Attorney General Chin and Executive Director Levins said, “The United States Department of Education is supposed to be helping American students obtain a legitimate education that won’t financially cripple them. Instead, inexplicably, its actions are punishing students and benefiting predatory lenders. This must stop.”
The letter to Secretary DeVos, led by Pennsylvania Attorney General Josh Shapiro and joined by 19 other states and the District of Columbia, finds three main faults with an August decision by the USDOE to end two memoranda of understanding it had with the Consumer Financial Protection Bureau (CFPB):
- USDOE falsely asserted it has exclusive jurisdiction over companies that service federal student loans. In fact, student loan servicers are under the joint jurisdiction of the CFPB, Federal Trade Commission, Department of Justice, attorneys general and other law enforcement agencies;
- The letter is the latest in a series of actions by USDOE to strip critical protections for millions of students and families repaying student loans; and
- USDOE misrepresents the strong work done by the CFPB on behalf of students and families across the country.
As the letter details: “Contrary to the Department’s assertion, Congress did not exempt the $1.3 trillion federal student loan market from the Consumer Financial Protection Bureau’s jurisdiction – or from the jurisdiction of any other law enforcement agencies. … Not only is the Department’s assertion demonstrably false, but such an exemption would make no sense – the market for federal student loan servicers is bigger than any other consumer finance market except mortgages. Moreover, student loan borrowers, who in most cases cannot discharge their student loans through bankruptcy, are among the most vulnerable borrowers.”
USDOE’s August 31st letter to the CFPB terminating two memoranda of understanding ended critical protections designed to streamline the supervision of student loan servicers. Today’s letter from the states makes clear this step harms American families and makes it more difficult for the CFPB to assist and protect student borrowers.
As today’s letter states, “[t]he only beneficiaries of the Department’s sweeping rollbacks of consumer protections are the loan servicers and for-profit colleges, and their executives and investors.
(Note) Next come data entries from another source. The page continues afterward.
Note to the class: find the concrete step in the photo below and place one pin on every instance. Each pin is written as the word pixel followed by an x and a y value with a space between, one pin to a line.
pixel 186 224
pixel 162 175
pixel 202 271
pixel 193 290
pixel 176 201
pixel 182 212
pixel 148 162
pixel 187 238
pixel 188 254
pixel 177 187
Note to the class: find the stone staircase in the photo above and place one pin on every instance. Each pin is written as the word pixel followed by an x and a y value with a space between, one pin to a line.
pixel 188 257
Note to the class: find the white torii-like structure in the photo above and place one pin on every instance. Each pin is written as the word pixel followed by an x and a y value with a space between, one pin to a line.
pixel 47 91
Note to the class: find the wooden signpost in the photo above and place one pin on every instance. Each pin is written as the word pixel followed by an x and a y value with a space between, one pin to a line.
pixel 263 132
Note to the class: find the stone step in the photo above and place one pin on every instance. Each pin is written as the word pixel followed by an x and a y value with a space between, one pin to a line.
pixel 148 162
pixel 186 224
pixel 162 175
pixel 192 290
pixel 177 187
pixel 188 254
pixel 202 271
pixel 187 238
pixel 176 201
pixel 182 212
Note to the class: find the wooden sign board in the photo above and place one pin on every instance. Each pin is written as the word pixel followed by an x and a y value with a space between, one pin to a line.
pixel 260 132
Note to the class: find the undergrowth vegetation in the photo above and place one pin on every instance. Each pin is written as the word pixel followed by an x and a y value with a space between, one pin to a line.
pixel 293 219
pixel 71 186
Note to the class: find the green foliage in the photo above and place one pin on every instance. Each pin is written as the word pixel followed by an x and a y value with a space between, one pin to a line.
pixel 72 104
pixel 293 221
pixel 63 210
We suggest the Department of Education focus its efforts on removing the ability of schools selling worthless educational programs to obtain federally guaranteed student loans.”
Today’s letter highlights the strong work the CFPB has done to protect students and families, often in partnership with the USDOE and state attorneys general, including:
- Processing complaints from over 40,000 student loan borrowers;
- With Washington State and Illinois, suing Navient, the nation’s largest student loan servicer, for steering borrowers into costly repayment plans that benefit the servicer, not the borrower;
- Cracking down on abusive for-profit colleges ITT Tech and Corinthian;
- Halting illegal loan servicing practices at Wells Fargo; and
- Working with state attorneys general to create an online tool that helps students plan for college by comparing financial aid offers, loan commitments and earnings potential.
Joining Hawaii and Pennsylvania on today’s letter were California, Connecticut, Delaware, District of Columbia, Illinois, Iowa, Kentucky, Maine, Maryland, Massachusetts, Minnesota, New York, North Carolina, Oregon, Rhode Island, Vermont, Virginia and Washington.